I stayed. He left. He could have found me if he wanted,
but he didn’t. He wanted to be by himself.
I’ll skip the cemetery—I don’t need all that—
and sit a bit longer with the incense and lilies.
Shut your eyes long enough and you could even
forget it was a funeral. Is that lame? Is that silly?
It would smell the same after a wedding, too,
wouldn’t it? Or am I just being a pathetic loser?
God, how I wish I’d been the one to bust his nose because
to do that, you’d have to be arm’s length, or closer.


Field Trip

We ask the kids how the large fiberglass lima bean makes them feel, and why the sculptor chose to put the heart in a turquoise cube, and what would the turquoise cube say if it could talk.

What do you think it’s thinking?

And what’s another word for bored?

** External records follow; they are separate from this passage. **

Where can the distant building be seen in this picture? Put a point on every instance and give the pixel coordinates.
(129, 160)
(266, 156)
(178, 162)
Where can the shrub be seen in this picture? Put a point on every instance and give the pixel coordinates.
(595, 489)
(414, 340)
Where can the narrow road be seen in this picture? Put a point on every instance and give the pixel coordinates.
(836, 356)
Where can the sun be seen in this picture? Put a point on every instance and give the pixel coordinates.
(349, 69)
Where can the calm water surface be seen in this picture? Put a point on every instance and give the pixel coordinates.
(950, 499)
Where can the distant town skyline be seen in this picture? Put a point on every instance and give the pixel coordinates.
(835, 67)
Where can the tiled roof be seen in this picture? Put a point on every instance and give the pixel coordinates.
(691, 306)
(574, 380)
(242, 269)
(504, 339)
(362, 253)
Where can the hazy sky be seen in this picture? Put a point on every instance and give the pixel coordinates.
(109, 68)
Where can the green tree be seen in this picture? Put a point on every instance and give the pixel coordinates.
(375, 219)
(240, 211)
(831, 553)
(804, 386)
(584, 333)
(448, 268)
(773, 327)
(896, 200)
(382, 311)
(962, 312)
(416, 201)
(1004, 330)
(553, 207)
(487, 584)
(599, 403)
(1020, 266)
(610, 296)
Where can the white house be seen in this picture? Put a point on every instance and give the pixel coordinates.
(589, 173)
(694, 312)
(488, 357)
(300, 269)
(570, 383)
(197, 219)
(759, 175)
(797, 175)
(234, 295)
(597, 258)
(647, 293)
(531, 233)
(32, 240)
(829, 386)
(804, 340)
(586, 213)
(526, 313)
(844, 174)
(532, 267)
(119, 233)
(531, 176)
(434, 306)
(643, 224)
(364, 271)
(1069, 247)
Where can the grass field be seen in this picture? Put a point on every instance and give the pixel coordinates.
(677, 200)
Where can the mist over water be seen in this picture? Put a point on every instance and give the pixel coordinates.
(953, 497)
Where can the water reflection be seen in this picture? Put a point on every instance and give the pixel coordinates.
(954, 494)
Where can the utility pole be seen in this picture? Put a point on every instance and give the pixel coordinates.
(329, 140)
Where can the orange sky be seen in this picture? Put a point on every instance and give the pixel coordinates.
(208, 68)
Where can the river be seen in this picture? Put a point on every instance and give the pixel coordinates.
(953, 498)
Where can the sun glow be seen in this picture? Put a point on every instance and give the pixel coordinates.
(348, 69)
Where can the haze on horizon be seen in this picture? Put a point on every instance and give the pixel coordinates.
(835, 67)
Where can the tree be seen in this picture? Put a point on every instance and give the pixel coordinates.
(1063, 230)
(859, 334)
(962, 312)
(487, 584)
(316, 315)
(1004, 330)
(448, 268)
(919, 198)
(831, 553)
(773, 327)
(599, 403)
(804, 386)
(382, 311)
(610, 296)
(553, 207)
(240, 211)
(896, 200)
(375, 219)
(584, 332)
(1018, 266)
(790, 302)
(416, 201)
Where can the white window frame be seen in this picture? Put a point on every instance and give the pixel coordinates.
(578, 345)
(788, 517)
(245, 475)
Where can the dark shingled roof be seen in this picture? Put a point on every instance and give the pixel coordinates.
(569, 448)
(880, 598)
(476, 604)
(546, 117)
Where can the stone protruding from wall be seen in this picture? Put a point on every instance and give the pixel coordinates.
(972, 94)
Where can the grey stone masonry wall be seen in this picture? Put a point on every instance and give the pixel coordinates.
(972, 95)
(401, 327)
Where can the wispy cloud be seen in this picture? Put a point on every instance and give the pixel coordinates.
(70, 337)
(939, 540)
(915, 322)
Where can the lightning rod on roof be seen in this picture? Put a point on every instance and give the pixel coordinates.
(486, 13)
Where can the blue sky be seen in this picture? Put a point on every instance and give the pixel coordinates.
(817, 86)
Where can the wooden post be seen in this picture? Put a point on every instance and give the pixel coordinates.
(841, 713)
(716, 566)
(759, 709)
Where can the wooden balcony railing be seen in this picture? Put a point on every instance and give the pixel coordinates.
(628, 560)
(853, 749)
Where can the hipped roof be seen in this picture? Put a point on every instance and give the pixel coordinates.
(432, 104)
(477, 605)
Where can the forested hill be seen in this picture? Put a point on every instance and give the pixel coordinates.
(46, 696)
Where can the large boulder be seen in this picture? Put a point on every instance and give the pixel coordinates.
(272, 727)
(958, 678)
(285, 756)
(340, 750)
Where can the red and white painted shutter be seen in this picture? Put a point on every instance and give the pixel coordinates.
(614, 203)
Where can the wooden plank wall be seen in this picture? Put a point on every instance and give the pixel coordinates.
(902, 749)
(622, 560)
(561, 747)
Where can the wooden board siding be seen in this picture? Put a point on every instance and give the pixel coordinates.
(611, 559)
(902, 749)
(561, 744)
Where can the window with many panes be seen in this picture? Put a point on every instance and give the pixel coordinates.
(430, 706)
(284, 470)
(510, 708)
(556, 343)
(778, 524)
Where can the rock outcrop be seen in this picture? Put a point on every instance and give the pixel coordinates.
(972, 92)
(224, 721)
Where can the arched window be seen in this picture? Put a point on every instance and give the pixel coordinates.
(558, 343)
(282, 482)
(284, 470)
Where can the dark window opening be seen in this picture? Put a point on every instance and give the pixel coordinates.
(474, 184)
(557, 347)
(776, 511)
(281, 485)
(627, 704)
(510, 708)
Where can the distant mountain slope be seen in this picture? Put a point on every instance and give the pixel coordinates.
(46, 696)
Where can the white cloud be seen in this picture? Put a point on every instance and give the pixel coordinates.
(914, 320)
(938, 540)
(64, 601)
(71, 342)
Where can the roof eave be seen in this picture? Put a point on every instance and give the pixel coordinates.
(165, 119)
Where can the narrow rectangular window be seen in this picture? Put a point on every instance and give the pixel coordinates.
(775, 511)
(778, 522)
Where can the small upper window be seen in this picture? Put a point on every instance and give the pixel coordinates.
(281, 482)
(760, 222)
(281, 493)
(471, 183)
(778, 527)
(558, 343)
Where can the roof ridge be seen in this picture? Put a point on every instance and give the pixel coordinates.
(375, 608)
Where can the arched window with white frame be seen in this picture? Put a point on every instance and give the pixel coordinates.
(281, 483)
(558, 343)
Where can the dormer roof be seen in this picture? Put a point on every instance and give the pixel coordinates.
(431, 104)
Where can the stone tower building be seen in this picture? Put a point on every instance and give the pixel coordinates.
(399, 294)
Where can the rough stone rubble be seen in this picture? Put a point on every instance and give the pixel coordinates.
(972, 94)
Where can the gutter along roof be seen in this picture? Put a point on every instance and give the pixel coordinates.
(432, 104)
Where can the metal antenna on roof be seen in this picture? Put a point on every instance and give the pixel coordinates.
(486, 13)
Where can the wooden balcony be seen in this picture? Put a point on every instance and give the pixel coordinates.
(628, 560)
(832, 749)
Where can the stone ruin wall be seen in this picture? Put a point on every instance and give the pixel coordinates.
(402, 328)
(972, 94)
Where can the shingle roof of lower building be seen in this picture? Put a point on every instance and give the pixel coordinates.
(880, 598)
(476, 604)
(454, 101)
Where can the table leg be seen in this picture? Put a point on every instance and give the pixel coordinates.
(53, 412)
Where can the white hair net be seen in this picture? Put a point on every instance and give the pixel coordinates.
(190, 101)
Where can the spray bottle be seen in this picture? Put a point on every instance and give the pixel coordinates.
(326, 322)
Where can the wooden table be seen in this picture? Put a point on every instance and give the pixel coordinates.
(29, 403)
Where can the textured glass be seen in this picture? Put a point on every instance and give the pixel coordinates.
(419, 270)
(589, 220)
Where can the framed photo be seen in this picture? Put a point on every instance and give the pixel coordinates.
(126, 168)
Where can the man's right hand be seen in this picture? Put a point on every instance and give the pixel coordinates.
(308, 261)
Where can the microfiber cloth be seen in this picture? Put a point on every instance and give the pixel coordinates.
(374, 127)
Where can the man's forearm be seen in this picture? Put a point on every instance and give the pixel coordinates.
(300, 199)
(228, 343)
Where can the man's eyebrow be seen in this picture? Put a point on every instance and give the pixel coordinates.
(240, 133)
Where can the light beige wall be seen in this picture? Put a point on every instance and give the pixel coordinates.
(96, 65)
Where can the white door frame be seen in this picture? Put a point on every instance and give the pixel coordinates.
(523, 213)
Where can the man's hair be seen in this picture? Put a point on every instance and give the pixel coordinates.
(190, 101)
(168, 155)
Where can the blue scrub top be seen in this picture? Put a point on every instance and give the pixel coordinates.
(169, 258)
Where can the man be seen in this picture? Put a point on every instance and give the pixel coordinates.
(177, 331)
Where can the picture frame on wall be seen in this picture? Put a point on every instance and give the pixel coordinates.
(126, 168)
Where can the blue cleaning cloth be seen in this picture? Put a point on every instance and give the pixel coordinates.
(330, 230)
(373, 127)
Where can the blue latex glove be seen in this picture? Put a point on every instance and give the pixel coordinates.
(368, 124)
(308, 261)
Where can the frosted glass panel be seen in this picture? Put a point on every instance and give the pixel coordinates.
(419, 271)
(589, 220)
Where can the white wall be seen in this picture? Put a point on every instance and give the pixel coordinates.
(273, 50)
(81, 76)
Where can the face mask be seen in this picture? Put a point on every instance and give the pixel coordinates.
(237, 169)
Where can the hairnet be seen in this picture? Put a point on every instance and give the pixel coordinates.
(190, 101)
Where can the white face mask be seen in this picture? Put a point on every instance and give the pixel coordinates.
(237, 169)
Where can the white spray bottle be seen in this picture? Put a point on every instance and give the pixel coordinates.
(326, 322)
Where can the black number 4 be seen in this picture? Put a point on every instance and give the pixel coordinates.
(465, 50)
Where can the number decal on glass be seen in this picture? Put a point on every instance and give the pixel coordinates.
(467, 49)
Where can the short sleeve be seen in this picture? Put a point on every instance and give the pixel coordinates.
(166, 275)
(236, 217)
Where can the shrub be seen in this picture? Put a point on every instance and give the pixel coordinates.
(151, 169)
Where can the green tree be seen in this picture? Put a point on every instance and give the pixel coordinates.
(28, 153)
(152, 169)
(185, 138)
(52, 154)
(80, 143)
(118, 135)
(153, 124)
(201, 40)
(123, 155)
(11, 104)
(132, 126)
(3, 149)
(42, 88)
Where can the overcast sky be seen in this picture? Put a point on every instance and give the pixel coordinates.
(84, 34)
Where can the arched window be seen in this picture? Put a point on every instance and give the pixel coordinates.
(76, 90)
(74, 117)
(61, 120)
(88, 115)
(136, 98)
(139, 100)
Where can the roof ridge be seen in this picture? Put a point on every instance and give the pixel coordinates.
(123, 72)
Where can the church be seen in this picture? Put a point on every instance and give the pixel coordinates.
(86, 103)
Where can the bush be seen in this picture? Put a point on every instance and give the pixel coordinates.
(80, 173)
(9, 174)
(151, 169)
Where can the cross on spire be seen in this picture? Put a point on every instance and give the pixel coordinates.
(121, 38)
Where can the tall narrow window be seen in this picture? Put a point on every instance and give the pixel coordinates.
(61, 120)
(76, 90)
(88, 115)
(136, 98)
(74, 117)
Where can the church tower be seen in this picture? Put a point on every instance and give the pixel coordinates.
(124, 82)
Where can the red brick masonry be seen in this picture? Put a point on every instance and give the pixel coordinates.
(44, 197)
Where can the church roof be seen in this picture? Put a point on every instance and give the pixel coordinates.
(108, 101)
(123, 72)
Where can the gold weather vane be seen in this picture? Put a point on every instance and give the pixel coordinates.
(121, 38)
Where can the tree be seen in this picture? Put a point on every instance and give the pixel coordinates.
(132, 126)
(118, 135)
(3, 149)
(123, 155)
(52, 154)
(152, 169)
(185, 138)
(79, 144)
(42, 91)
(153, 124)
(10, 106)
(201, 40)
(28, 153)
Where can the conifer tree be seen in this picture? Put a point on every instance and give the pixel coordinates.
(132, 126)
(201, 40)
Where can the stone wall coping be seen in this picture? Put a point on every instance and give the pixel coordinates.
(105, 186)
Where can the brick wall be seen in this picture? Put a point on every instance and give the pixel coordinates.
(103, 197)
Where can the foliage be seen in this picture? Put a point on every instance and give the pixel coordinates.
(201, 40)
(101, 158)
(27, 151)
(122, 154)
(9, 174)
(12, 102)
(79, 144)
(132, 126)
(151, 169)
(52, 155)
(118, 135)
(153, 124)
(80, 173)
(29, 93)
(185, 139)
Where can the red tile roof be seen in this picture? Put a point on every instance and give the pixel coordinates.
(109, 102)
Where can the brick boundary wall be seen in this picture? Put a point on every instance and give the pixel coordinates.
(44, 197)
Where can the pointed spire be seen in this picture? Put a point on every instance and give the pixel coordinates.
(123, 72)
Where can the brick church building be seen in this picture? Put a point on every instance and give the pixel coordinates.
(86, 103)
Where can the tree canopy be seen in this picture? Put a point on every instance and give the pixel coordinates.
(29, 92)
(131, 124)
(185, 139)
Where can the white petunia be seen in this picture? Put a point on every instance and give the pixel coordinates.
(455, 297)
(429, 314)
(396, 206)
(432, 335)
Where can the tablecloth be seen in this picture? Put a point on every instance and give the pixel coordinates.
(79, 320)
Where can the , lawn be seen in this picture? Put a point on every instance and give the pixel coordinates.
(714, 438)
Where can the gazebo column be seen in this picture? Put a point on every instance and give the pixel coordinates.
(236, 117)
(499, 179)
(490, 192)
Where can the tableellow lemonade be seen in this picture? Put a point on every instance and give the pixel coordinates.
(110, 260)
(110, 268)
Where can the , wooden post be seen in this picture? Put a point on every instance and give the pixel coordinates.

And how can we respect the idea even if we don’t care for the piece? And remember: It’s “From where,” as in “From where does the artist come?” Because we don’t end sentences with a preposition.

J. doesn’t have a favorite piece. He prefers looking at the swans on the pond. Because the rainbow spigot doesn’t even work, and the railroad tie totems don’t make any sense, and he’s bored, just like at his old school, and just like at this one, where we don’t even have fights, and it takes him three buses to get to.


The Killing of an American Fruit Fly

What bears mentioning about it, I think, is how carefully I examine
the sticker on a banana, or an apple, or a tangerine.
The small oval with the name of the thing
and its country of origin.
A tiny kiwi ID.

It’s not political—it’s existential. What to do with the awful
knowledge that someone is busy growing D’Anjou pears
in Argentina right now, or worse, that I can
get my bloody hands on one
any time I want?



Oh, say, ten years ago it was that I first noticed the battlefields of the future and thought, Christ, this is not my father’s war!

No green sludge buried under mountains in casino states, or honeycomb fences laid through borderlands, or mega-hurricanes with little girls’ names to keep us on our toes. There had never been an invasion on my soil, you see, so when it happened I was not prepared. To me, every tower simply fell.

Has it always been this way? I wouldn’t know. I’ve never been part of the one percent, or one of the twelve, or even a friend of Caesar. (No—I had to work!)

If I’ve learned anything since then, it’s that empires love to die. Look, they’re not doing this for their health. And then we can jingle them in our pockets like coins, like a pile of palm-smoothed metal, with a laughing flood of memory, and not a single thought of wealth.